Obiettivo: Garantire che l'uso dell'IA rispetti i principi di protezione dati personali
Principi chiave:
Minimizzazione dei dati: utilizzare solo i dati strettamente necessari
Pseudonimizzazione: quando possibile, evitare identificativi diretti nei prompt
Nessuna diagnosi nei prompt: non inserire dati sensibili non necessari nelle richieste al sistema
Controlli di accesso: limitare l'accesso ai sistemi IA al personale autorizzato
Cifratura: dati protetti in transito e a riposo
Valutazione terze parti: nessun invio di dati a soggetti esterni non necessari o non autorizzati
Azioni pratiche:
Condurre una Data Protection Impact Assessment (DPIA) per sistemi ad alto rischio
Verificare che i fornitori offrano garanzie contrattuali di conformità GDPR
Aggiornare il registro dei trattamenti includendo i sistemi IA
Integrare l'informativa privacy considerando l'uso di IA
Perché è importante: AI Act e GDPR sono complementari. La conformità a entrambi i regolamenti garantisce protezione completa dei diritti dei pazienti.

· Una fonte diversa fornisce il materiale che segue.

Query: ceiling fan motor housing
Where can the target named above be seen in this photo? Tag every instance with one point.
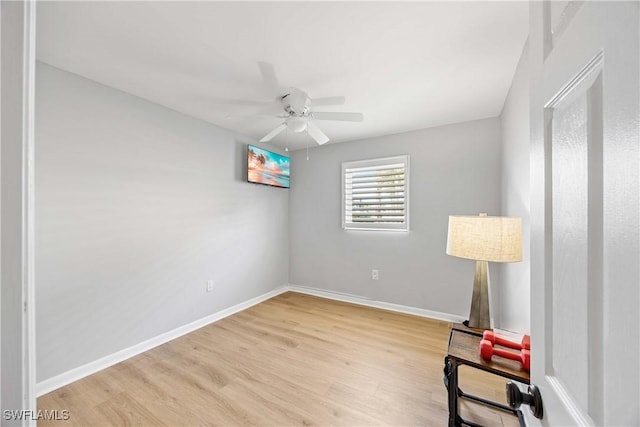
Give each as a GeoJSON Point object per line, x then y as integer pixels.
{"type": "Point", "coordinates": [297, 103]}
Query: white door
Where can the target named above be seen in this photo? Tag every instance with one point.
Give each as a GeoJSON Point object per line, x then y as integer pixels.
{"type": "Point", "coordinates": [585, 212]}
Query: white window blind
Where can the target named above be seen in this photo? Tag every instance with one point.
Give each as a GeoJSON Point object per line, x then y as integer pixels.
{"type": "Point", "coordinates": [375, 194]}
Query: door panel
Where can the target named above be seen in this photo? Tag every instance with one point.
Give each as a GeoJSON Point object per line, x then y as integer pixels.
{"type": "Point", "coordinates": [585, 211]}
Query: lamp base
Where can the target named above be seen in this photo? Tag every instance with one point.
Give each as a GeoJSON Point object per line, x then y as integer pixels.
{"type": "Point", "coordinates": [479, 315]}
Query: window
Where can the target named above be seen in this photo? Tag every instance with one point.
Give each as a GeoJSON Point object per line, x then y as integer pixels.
{"type": "Point", "coordinates": [375, 194]}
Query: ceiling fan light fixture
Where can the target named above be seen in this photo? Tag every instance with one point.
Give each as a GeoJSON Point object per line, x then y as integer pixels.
{"type": "Point", "coordinates": [297, 124]}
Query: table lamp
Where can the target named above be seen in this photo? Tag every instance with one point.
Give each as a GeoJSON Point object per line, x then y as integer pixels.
{"type": "Point", "coordinates": [484, 238]}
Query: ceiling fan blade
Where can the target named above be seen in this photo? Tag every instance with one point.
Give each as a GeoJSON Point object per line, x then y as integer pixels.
{"type": "Point", "coordinates": [343, 117]}
{"type": "Point", "coordinates": [268, 137]}
{"type": "Point", "coordinates": [269, 78]}
{"type": "Point", "coordinates": [329, 100]}
{"type": "Point", "coordinates": [315, 133]}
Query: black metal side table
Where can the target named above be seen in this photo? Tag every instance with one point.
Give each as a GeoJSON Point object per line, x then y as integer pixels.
{"type": "Point", "coordinates": [463, 350]}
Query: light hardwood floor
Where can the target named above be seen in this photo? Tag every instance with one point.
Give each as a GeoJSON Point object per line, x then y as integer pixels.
{"type": "Point", "coordinates": [292, 360]}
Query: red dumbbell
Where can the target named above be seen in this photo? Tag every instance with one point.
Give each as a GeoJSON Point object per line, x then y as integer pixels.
{"type": "Point", "coordinates": [523, 356]}
{"type": "Point", "coordinates": [491, 336]}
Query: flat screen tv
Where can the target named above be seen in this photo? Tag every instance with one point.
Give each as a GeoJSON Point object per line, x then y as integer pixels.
{"type": "Point", "coordinates": [267, 167]}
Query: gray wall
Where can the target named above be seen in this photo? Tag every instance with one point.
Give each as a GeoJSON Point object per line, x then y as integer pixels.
{"type": "Point", "coordinates": [514, 296]}
{"type": "Point", "coordinates": [454, 169]}
{"type": "Point", "coordinates": [137, 206]}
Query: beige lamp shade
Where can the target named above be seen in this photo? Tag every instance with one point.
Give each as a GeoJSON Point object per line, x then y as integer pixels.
{"type": "Point", "coordinates": [485, 238]}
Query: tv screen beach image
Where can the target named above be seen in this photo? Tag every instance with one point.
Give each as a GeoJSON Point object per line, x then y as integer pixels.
{"type": "Point", "coordinates": [266, 167]}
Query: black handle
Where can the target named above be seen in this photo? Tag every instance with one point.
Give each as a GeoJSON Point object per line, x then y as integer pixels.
{"type": "Point", "coordinates": [515, 398]}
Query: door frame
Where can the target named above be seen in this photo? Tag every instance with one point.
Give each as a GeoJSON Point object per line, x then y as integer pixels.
{"type": "Point", "coordinates": [19, 210]}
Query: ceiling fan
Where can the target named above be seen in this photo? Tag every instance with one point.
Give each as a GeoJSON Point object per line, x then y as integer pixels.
{"type": "Point", "coordinates": [298, 114]}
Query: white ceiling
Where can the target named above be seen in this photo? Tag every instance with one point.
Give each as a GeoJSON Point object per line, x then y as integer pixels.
{"type": "Point", "coordinates": [404, 65]}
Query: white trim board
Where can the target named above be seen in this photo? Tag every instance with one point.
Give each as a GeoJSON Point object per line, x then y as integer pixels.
{"type": "Point", "coordinates": [80, 372]}
{"type": "Point", "coordinates": [355, 299]}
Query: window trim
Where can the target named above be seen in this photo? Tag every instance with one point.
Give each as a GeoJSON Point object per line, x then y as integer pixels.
{"type": "Point", "coordinates": [405, 226]}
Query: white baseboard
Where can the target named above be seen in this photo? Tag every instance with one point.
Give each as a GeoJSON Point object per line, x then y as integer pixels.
{"type": "Point", "coordinates": [355, 299]}
{"type": "Point", "coordinates": [80, 372]}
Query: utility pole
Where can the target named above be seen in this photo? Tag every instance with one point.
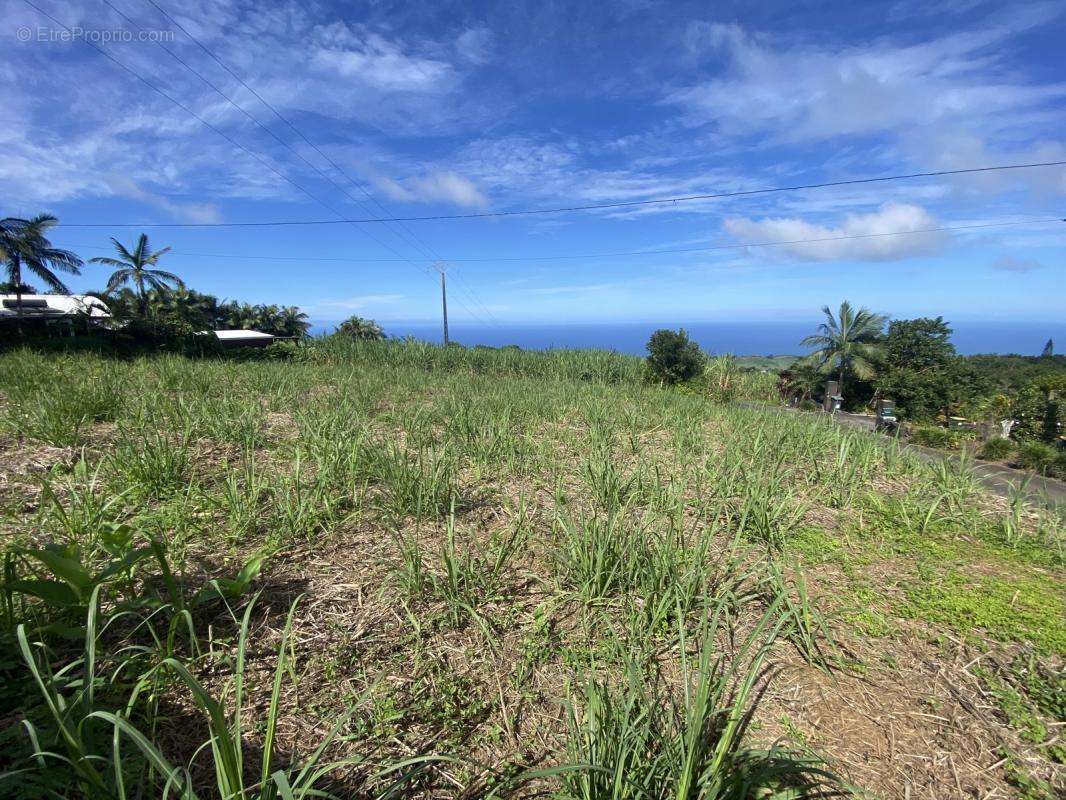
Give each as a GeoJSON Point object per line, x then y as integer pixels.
{"type": "Point", "coordinates": [443, 297]}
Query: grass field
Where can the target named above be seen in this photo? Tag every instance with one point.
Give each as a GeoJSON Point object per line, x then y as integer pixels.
{"type": "Point", "coordinates": [403, 571]}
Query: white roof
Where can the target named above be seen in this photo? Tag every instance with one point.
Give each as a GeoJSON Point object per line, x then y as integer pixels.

Se il sistema utilizza API di terze parti o servizi cloud esterni, è fondamentale ottenere chiarimenti documentati:
Domande essenziali:
Dove vengono geograficamente trattati i dati (datacenter UE vs extra-UE)?
Quali garanzie contrattuali esistono sulla cancellazione dei dati dopo l'uso?
Come viene gestito il logging degli accessi ai dati?
Esiste tracciabilità di chi accede ai dati e quando?
Quali misure di sicurezza sono implementate (cifratura, isolamento, audit)?
Il fornitore è in grado di dimostrare conformità AI Act per la sua posizione nella catena?
L'AI Act e le best practice europee puntano verso filiere trasparenti, istruzioni d'uso chiare e sistemi di logging robusti. Se il fornitore:
Non risponde in modo esaustivo
Non fornisce documentazione scritta
Non offre garanzie adeguate su trattamento e sicurezza dati
È necessario rivalutare la scelta del fornitore e considerare alternative che offrano maggiori tutele e trasparenza.
L'AI Act non richiede agli studi professionali di trasformarsi in uffici compliance, ma di adottare un approccio metodico e documentato all'utilizzo dell'intelligenza artificiale:
Informare: Garantire trasparenza verso i pazienti sull'uso di sistemi IA
Supervisionare: Mantenere controllo umano sulle decisioni e validare gli output
Documentare: Registrare l'essenziale per tracciabilità, qualità e accountability
Riduzione dei rischi: legali, reputazionali, operativi
Maggior controllo: sui processi digitali e sulla qualità del servizio
Fiducia dei pazienti: attraverso trasparenza e gestione responsabile della tecnologia
Efficienza sostenibile: automazione consapevole che riduce il "lavoro invisibile" senza compromettere la sicurezza
L'adozione di buone prassi di utilizzo dell'IA non è solo un obbligo normativo, ma un'opportunità per strutturare processi più solidi, trasparenti e orientati alla tutela dei pazienti e alla qualità clinica.